Right.  I'd be fine with that.  But again, would ­ be considered 
such an explicit indication?

> This is what <nobr> and <wbr> were created for

It sounds like half the problem here is that <nobr> is defined as just 
mapping to white-space:nowrap, right?  And the other half is that <wbr> 
is then not defined usefully at all.

Snipped the history since I'm honestly not interested in that.  I'm 
intested in what the goals are (which is only tangentially related to 
what they were 12 years ago) and how we get there.

>> This can be done by simply using "white-space: normal" and having UAs
>> prioritize breaks at <wbr> over other linebreaks, no?
> No, because browsers treat a large number of non-whitespace characters
> as allowing line breaks after them. Authors need something to prevent
> ridiculous and distorting line breaks in, say, "-1", "%5", and "f(1)".

OK.  I think that something belongs in CSS (or, going out on a limb, 
should just be considered a quality-of-implementation issue).  This is 
not an HTML-specific problem.

> Breaking a URL after "-" is particularly confusing

Why?  It seems no more confusing than breaking after '/' unless the 
implication is that people will think the '-' is inserted by a 
hyphenation algorithm and isn't part of the url.

Note that RFC 3986 Appendix C is NOT relevant here.  That talks about 
line-breaking URLs by inserting whitespace (like actual newline 
characters) into the URL string.  We're talking about purely visual 
line-breaking that does not modify the content in any way; if you select 
and copy the url there will NOT be a newline in the result.  The 
situation is fundamentally different from plaintext wrapping as talked 
about in RFC 3986 Appendix C.

> Breaking after "%" in a URL is absurd, as it breaks a %-encoding of a
> character.

Uh... how does it break it?  Am I just missing something?

Is this the same confusion as above for '-', where you think there's 
whitespace being introduced after the '%' or something?

>> Yes, that's what "text-wrap: none" means.
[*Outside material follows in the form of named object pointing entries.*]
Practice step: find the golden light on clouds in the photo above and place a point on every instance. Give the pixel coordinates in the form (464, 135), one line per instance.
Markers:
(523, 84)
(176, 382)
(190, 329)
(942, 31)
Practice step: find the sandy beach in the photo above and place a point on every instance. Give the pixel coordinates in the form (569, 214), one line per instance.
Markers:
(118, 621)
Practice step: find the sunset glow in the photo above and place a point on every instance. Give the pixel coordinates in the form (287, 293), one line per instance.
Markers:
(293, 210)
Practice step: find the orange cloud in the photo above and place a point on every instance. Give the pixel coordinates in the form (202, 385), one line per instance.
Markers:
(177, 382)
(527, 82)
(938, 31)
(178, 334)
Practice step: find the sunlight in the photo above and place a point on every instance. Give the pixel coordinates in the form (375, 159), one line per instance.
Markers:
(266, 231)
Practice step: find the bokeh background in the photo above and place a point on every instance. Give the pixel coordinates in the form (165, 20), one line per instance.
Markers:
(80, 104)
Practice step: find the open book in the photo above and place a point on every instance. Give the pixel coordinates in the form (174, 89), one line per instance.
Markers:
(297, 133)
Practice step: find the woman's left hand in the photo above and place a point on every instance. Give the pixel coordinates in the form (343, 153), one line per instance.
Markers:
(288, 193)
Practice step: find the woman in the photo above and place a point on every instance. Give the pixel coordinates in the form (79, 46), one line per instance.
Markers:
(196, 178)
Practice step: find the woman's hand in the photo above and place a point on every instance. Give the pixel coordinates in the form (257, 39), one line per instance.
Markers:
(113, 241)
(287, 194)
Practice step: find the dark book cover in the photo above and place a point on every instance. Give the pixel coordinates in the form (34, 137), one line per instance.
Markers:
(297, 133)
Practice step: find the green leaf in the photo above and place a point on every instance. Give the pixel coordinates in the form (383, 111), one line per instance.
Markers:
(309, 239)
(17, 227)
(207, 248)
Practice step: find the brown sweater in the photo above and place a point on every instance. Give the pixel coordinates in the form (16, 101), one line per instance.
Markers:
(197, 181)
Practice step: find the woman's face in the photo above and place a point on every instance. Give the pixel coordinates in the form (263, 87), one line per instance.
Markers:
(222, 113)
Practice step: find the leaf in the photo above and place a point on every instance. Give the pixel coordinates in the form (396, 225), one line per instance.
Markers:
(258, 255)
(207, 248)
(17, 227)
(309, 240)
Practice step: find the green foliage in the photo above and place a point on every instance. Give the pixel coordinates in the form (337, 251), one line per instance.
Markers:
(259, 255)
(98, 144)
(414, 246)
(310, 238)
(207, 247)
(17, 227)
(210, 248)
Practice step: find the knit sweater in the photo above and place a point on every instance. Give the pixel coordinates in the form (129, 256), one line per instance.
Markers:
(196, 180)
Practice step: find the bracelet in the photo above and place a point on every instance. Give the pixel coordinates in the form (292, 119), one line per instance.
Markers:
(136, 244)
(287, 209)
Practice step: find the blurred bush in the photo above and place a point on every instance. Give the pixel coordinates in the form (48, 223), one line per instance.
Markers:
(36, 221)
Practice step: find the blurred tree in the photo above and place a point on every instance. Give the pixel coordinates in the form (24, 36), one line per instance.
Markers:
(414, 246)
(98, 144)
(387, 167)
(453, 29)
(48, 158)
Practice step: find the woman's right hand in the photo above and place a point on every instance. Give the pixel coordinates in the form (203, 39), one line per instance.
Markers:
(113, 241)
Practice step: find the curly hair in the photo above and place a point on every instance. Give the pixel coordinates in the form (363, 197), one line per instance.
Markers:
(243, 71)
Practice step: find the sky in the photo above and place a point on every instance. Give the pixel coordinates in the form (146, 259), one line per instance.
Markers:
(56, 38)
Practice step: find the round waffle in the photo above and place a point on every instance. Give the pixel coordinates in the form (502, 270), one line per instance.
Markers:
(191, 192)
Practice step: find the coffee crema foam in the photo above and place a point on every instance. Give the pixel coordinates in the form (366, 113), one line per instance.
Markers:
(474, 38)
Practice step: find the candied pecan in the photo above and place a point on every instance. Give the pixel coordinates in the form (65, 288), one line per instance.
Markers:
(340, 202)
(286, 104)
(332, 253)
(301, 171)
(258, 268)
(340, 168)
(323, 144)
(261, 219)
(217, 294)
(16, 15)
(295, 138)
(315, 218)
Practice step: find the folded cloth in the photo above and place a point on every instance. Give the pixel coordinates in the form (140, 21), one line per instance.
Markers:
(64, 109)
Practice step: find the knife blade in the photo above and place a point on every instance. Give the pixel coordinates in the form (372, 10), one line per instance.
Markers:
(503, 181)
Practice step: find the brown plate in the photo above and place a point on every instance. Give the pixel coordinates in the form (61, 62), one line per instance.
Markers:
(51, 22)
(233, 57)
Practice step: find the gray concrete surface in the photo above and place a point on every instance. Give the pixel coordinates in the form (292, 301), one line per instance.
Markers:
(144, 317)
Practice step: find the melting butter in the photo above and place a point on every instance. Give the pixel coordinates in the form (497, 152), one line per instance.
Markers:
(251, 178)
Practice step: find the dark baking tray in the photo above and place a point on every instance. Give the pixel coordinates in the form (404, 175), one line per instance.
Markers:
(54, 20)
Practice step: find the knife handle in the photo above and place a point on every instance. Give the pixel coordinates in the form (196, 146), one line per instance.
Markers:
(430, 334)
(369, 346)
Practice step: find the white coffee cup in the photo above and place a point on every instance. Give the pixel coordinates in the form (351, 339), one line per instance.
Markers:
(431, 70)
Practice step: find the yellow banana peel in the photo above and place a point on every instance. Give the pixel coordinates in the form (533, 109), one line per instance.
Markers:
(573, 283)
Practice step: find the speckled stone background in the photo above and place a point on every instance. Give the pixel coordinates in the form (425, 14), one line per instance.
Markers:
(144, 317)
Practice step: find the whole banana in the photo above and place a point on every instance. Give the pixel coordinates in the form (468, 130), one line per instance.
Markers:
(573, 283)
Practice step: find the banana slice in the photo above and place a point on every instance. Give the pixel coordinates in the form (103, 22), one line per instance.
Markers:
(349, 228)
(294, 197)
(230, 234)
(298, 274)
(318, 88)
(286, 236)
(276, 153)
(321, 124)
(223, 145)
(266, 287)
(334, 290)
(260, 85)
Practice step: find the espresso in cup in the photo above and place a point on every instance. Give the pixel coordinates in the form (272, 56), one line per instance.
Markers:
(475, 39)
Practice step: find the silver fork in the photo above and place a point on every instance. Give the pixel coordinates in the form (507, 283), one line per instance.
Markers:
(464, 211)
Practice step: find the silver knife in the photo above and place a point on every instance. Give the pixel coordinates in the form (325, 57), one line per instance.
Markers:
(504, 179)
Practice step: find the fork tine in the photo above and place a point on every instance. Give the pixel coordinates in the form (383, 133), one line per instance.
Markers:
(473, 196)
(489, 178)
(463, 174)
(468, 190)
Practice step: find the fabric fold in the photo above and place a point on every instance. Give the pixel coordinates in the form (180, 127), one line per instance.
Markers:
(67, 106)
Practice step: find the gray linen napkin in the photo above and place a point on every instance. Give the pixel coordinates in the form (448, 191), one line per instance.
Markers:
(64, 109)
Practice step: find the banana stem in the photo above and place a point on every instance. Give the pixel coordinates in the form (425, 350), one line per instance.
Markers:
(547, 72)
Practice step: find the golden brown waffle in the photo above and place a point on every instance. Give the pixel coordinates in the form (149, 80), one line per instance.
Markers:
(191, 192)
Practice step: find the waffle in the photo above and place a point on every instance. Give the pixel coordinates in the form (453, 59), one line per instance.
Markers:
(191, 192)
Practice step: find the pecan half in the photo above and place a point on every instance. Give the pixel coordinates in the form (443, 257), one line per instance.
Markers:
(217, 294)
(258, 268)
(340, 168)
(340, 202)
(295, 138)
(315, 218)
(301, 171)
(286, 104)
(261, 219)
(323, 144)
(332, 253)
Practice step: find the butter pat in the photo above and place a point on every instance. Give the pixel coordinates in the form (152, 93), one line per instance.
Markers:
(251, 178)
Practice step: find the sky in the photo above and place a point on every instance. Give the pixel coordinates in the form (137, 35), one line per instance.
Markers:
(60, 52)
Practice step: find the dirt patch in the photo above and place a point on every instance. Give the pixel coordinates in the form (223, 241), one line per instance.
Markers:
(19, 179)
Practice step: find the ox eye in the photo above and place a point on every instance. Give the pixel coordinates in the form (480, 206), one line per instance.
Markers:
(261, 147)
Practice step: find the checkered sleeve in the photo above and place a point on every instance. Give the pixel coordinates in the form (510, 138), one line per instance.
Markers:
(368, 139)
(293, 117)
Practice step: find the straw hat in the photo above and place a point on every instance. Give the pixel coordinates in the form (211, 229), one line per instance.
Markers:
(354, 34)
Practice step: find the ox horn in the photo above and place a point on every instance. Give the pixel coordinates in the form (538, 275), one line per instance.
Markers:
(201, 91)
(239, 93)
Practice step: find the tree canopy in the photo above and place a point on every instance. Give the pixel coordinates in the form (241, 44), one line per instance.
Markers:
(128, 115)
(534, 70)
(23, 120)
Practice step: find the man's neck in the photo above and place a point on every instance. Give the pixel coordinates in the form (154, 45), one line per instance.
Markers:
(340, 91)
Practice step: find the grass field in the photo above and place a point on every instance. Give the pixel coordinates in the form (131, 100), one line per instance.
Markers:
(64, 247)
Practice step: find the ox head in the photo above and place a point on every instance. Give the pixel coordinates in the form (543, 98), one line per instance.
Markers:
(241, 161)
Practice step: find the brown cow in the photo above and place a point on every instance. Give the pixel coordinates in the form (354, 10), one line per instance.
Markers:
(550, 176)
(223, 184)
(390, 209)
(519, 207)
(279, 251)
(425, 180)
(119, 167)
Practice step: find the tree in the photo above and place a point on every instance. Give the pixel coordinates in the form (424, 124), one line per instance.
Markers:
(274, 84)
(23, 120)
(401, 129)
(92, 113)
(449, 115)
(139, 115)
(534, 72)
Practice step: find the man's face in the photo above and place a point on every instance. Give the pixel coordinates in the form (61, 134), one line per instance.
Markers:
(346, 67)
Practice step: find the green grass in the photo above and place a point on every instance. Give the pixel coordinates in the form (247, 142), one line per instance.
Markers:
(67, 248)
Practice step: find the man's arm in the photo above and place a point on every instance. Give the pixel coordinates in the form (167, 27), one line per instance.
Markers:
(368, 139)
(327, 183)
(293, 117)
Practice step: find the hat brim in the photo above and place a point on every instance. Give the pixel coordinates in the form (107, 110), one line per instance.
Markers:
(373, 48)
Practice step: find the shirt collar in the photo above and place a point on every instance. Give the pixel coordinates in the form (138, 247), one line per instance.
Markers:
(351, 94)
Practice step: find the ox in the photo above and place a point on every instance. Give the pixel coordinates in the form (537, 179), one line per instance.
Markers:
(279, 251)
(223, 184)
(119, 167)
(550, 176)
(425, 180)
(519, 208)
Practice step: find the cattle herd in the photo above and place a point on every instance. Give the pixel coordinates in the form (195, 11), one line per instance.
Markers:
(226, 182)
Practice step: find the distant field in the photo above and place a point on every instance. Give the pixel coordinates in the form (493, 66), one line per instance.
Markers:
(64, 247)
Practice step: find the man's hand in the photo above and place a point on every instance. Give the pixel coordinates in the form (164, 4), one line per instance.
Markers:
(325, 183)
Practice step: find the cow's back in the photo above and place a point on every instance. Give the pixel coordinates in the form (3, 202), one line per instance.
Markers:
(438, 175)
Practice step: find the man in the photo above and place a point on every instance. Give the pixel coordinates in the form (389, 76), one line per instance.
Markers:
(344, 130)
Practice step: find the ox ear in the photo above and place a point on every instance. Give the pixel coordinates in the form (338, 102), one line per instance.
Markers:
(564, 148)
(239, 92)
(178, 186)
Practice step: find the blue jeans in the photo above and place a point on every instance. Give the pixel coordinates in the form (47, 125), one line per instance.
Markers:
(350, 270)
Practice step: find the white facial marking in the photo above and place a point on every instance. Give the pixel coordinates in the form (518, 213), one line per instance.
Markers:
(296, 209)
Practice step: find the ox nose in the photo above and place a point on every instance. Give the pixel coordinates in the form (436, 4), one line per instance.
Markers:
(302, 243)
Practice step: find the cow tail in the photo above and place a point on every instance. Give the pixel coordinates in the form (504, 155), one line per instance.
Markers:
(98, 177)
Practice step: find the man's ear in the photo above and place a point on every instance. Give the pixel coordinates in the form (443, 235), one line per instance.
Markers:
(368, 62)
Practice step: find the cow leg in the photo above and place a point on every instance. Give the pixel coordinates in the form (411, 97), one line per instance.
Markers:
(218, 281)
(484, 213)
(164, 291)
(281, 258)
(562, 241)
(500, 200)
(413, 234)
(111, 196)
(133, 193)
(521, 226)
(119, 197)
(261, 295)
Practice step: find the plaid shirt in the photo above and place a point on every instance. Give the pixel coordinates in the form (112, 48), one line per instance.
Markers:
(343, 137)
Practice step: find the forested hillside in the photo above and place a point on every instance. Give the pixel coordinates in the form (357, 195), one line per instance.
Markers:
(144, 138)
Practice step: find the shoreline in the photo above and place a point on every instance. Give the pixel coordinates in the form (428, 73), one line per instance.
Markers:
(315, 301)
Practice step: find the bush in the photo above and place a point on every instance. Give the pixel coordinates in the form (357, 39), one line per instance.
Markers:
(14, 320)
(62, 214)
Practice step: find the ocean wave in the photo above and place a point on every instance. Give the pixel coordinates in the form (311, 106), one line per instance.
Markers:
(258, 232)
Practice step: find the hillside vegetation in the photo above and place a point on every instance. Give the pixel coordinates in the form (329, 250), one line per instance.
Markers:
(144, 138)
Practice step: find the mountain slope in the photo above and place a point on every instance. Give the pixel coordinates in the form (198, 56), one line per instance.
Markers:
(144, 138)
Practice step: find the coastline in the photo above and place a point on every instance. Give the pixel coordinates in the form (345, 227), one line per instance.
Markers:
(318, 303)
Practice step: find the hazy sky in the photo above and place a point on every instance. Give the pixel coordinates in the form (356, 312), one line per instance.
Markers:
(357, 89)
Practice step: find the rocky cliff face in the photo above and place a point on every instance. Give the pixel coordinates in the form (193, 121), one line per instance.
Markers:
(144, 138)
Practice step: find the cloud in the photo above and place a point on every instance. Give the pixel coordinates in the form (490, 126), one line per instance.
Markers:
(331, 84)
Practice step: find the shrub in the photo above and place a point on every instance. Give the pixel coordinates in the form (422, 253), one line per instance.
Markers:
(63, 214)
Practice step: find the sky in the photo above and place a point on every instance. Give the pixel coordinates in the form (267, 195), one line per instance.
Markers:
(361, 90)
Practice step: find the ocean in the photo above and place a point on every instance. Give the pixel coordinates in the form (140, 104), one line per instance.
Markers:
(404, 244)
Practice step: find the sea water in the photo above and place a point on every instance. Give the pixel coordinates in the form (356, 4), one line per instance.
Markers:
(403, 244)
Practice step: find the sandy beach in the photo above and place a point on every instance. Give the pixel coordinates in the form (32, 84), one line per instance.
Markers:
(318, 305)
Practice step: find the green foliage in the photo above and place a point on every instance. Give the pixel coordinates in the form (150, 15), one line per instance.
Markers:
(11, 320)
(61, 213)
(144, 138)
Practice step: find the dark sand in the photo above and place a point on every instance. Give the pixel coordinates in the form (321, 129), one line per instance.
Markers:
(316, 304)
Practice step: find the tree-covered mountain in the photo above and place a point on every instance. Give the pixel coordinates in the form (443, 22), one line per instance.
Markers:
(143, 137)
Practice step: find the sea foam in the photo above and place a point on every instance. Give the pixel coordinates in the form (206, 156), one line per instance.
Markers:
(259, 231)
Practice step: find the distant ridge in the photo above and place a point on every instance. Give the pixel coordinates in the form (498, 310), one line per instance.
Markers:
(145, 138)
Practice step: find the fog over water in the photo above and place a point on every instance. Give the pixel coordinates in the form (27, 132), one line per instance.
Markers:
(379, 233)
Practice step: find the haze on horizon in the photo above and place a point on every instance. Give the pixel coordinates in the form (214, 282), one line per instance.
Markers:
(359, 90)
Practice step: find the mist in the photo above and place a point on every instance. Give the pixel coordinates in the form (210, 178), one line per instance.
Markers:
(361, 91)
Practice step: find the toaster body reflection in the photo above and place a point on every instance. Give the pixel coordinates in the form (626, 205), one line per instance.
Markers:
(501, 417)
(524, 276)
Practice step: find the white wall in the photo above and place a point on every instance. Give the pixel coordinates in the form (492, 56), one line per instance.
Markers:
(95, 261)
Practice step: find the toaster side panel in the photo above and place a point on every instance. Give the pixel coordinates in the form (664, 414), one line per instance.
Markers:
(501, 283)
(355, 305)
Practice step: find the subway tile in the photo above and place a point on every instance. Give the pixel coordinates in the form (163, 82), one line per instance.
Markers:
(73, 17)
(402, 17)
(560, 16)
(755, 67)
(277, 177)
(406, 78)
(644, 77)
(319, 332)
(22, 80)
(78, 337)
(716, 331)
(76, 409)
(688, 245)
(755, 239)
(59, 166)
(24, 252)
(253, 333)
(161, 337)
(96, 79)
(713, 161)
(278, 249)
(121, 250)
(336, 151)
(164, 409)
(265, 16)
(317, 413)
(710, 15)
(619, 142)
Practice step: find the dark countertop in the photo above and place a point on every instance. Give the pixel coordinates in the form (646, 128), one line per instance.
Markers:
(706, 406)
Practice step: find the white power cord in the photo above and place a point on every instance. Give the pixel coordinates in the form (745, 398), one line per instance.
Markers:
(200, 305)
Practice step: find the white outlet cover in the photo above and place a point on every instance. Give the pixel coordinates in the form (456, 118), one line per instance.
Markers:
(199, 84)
Right now the HTML spec
>> explicitly says that this setting should be ignore for <wbr>, which is
>> what make no sense.
> The statement is in section 13 Rendering, which in non-normative,

Then why is it present at all?  I think it should just be removed.

> And it refers to white-space, not text-wrap. Whether white-space: nowrap
> implies something for text-wrap depends on the definition of CSS

I think talking about anything other than CSS3 Text is pointless here; 
by the time this part of HTML5 reaches anything resembling stability 
CSS3 Text will have too.  Furthermore, CSS2.1 and earlier don't really 
define how breaking happens (past saying that "white-space: nowrap" 
prevents it).

> Weird. Anyway, "white-space" there links to CSS 2.1, and the document
> does not mention text-wrap at all.

Yes.  I don't think it's worth worrying about what CSS 2.1 says here.

>>> The HTML specs cannot dictate what CSS specs do
>> They're trying to, is my point.
> That's unproductive, is my point.

Hey, we agree on the important things.  I'll go ahead and wontfix the 
Gecko bug on this.

Another thing to ponder: I accept that <wbr> inside <nobr> should allow 
breaking.  Should <wbr> inside <pre> allow breaking?